Comme tout crime lâche, le ministre Sall n’aura pas le courage de le signer tout seul, en se faisant encadrer par une suite d’obligés. Décevant de voir le Cored ou la Commission nationale de la carte de presse signer ce crime fratricide. C’est une liste qu’il fera ensuite tourner dans les rédactions et sur les réseaux sociaux pour poursuivre dans sa logique d’adversité. On ne peut faire plus dans le ridicule, dans l’arbitraire et dans la volonté de taire des voix que de vouloir coller l’étiquette d’illégalité à des médias qui font l’histoire vivante de ce pays depuis des décennies par leur professionnalisme, leur rigueur, leur credo de conformité des faits et d’objectivité dans les analyses. Maïmouna Ndour Faye, frappée également du tampon infâmant de responsable de «médias illégaux», criera à la conférence de presse du Cdeps hier, son amour pour la profession de journaliste et sa logique de ne jamais transiger avec ses principes. Sa démarche est noble, d’autant plus que nous évoluons dans une corporation où il est devenu difficile de se serrer les coudes et de faire cause commune.

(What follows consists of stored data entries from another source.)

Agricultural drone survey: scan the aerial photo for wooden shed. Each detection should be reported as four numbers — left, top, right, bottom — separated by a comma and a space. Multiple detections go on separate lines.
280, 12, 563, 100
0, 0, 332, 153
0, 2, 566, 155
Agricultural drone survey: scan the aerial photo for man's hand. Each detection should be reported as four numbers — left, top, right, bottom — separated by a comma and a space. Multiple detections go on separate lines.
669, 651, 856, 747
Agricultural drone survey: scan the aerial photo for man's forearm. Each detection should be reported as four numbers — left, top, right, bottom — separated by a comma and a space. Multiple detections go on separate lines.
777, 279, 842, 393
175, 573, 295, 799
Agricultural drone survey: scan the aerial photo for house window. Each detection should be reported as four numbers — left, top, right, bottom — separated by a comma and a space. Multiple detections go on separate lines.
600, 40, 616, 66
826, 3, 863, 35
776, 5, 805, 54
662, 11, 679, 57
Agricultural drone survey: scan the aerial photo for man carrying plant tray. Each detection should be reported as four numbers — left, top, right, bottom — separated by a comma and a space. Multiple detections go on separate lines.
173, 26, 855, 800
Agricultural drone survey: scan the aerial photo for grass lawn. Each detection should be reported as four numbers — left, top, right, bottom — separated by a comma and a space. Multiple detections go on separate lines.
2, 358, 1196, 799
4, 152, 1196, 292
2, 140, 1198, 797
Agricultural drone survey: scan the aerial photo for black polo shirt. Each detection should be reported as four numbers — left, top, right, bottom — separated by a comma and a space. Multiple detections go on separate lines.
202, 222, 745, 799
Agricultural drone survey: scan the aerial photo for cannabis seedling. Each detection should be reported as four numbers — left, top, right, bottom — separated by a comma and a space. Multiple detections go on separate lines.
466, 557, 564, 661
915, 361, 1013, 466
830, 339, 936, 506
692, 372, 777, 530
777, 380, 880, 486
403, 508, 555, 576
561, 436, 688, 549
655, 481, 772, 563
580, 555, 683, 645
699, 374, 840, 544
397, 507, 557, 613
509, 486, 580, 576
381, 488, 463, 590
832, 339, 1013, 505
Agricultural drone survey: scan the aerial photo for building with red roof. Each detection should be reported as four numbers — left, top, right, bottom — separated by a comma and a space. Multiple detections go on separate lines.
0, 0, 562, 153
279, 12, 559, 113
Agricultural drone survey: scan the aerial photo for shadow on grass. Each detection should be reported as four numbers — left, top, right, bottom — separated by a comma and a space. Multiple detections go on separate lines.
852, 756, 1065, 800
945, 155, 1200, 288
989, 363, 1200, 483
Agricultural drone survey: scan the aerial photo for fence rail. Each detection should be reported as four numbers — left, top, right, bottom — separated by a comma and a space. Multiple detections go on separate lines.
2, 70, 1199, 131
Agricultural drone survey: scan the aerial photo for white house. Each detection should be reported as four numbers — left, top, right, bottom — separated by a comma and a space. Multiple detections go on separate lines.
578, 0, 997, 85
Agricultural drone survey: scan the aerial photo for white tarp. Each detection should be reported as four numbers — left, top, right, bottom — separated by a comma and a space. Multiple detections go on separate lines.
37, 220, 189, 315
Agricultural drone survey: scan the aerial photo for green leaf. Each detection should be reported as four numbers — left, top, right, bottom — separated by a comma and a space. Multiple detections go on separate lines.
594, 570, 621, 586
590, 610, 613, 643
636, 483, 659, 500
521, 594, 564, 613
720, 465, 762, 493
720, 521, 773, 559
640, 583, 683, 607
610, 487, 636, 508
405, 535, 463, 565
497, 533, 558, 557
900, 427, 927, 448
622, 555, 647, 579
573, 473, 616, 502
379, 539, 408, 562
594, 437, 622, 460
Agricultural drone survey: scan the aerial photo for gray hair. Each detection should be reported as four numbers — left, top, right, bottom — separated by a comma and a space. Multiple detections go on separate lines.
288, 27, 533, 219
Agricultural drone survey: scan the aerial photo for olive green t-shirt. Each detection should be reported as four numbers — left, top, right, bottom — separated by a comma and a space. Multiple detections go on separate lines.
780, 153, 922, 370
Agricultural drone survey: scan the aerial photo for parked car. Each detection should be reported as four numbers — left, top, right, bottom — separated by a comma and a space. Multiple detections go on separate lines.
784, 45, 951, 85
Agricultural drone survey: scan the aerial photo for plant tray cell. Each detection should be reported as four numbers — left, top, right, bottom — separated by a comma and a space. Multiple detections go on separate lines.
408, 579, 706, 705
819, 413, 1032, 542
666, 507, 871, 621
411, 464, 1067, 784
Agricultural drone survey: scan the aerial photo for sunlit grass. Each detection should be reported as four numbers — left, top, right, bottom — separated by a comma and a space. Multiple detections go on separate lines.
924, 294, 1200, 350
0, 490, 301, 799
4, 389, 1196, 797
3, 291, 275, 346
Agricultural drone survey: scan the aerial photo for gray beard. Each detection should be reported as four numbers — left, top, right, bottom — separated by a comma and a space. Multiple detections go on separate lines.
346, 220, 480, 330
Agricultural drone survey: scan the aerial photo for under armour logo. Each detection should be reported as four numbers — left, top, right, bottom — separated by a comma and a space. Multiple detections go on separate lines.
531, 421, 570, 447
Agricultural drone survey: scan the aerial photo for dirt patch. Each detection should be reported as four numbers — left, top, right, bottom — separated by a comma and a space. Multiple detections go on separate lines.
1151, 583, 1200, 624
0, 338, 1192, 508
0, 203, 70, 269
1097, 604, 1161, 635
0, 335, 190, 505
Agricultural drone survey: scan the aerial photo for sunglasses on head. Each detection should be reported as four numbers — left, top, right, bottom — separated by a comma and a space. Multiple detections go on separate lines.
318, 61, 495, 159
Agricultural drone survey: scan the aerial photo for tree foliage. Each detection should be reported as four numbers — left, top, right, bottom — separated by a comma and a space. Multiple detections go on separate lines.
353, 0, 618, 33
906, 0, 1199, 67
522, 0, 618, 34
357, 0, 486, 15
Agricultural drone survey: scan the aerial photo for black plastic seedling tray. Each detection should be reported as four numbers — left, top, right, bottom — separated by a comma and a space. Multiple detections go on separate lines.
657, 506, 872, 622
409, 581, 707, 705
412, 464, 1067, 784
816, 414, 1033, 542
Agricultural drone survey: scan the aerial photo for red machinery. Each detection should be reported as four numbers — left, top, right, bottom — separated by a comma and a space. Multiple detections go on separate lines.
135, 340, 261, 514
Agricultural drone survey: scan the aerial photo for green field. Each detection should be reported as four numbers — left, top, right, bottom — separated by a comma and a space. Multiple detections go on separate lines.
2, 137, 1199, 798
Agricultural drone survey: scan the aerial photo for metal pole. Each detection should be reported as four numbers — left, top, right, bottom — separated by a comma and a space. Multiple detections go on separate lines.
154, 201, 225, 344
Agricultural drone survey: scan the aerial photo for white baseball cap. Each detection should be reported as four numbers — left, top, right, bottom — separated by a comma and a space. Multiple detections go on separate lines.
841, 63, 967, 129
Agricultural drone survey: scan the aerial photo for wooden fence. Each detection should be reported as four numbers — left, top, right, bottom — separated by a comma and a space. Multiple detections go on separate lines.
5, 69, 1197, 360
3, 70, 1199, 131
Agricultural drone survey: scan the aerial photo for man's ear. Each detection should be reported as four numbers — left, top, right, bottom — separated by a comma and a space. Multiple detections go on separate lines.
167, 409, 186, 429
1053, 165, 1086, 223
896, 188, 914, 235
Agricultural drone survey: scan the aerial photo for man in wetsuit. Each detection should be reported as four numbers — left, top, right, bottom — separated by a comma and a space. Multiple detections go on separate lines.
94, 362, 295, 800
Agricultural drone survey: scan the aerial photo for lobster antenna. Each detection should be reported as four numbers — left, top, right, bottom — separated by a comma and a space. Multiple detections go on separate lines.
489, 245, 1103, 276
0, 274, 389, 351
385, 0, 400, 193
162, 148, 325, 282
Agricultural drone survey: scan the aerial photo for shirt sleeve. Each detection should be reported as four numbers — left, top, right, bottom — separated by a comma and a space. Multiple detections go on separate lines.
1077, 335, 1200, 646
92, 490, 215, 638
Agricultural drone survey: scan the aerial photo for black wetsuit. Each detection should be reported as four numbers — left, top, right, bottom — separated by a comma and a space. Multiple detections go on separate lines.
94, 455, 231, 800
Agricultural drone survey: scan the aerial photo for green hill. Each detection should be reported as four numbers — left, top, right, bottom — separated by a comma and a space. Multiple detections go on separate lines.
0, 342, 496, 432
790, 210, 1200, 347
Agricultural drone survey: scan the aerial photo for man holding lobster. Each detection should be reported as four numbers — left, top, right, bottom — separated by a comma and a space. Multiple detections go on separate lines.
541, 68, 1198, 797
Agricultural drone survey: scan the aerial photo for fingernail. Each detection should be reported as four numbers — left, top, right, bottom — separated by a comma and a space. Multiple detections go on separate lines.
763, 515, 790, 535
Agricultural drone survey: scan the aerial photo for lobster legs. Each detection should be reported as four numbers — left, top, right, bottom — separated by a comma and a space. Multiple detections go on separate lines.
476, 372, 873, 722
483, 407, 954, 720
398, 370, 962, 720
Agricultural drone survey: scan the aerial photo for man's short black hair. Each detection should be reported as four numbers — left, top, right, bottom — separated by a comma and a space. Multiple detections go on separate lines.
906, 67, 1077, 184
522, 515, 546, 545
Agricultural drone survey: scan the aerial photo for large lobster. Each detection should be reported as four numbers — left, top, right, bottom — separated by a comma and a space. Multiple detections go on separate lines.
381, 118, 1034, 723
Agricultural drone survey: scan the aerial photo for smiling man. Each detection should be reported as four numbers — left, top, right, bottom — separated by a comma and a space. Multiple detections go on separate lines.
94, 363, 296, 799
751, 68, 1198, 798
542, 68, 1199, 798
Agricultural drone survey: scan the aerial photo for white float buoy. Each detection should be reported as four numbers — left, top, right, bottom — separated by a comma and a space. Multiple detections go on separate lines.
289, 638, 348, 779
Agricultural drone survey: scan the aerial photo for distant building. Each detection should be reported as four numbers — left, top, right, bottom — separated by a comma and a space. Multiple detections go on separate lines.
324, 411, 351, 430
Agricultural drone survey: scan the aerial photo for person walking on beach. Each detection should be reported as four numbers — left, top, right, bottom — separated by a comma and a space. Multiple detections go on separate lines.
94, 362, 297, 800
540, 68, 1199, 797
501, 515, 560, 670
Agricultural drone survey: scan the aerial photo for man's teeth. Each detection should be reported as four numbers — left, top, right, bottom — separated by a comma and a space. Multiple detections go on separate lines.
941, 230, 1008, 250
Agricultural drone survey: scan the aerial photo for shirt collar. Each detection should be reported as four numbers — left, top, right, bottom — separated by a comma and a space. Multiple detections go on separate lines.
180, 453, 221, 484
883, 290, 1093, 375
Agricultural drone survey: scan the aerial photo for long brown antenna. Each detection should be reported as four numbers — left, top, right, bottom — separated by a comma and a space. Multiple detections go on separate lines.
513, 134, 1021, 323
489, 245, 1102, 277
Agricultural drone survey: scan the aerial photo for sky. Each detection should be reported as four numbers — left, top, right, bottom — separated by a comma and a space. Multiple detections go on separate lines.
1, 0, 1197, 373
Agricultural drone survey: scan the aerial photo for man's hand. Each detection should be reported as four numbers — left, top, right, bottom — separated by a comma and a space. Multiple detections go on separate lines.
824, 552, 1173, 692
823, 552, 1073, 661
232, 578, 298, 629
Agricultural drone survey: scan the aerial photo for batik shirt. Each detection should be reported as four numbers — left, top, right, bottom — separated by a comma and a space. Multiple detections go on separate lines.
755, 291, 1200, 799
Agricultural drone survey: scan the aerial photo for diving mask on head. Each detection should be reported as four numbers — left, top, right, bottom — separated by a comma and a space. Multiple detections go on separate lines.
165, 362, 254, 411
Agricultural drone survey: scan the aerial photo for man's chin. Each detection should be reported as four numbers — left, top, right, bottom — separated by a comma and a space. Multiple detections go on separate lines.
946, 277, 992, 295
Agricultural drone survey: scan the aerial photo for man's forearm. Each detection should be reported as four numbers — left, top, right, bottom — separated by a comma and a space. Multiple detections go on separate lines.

Lire la chronique –Cultiver enfin la  transparence

Le ministre Sall s’essaie aux vêtements de la dame Anastasie, armée de ses ciseaux de la censure pour ouvrir un nouveau front avec les médias, ou je dois dire, certains d’entre eux. Après la pression fiscale, les résiliations unilatérales de contrat, le refus de payer les factures publicitaires et les prestations effectuées, la publication de cette liste de médias reconnus par l’Etat selon leur conformité au Code de la presse est un nouveau pas d’une entreprise de musellement de la presse et de fragilisation de toutes les plateformes où peuvent se faire entendre des voix contraires. Le ministre Sall vient de signer un acte totalement illégal, nullement conforme à la Constitution du Sénégal et au Code de la presse. Le Cdeps est en droit d’attaquer cet acte au niveau des juridictions sénégalaises pour abus de pouvoir, et nous ne ménagerons aucun effort dans cette lutte au niveau du journal Le Quotidien.

Le Sénégal était un paradis de démocratie, de liberté d’opinion et de presse, on peut comprendre que cela ne puisse pas passer dans le crâne d’un concitoyen qui végétait sur les plages de Marbella avant de monter à Paris et y avoir un business de téléphones portables, pour finir par être propulsé par effraction ou par magie du politique, dans notre Parlement puis à une station gouvernementale.

Notre soutien va à tous les acteurs des médias qui font les frais de l’arbitraire de l’Etat du Sénégal. On nous a tous vendu une rupture systémique, mais pour l’heure cette rupture est synonyme de bâillonnement de la presse, de réduction des libertés et d’atteinte au modèle démocratique sénégalais. Les temps sont durs pour nous, avec tout ce qu’il faut pour nous asphyxier économiquement et nous jeter à la vindicte populaire. Je me rappelle tragiquement les lignes du livre de Kathryn S. Olmsted intitulé The Newspaper Axis: Six Press Barons Who Enabled Hitler. Elle y montrait que les patrons des organes qui ont porté Hitler, auront été les premières victimes de l’entreprise de musellement de la presse sous le Troisième Reich. C’est tragiquement similaire au cas sénégalais. Je ne peux que rire quand c’est Alioune Sall qui quémandait des interviews aux reporters et cadreurs dans les allées du Parlement sénégalais, qui se veut bourreau de toute une corporation.

Quand des hommes disent non, ils sont debout. Vous aurez en face de vous des hommes libres, droits dans leurs bottes, amoureux du Sénégal et surtout qui ne flancheront pas. Ciseaux entre vos mains, cousez votre voile de la censure comme bon vous semble M. Sall. Je reste motivé par les mots de notre fondateur et premier soutien, M. Madiambal Diagne. Ce canard sera publié jusqu’à notre dernière chemise. C’est une question de principe, de liberté et c’est une certaine idée du Sénégal qu’il porte. Cela, le ministre Sall, promoteur de la censure et bourreau de médias, sera contraint de le comprendre.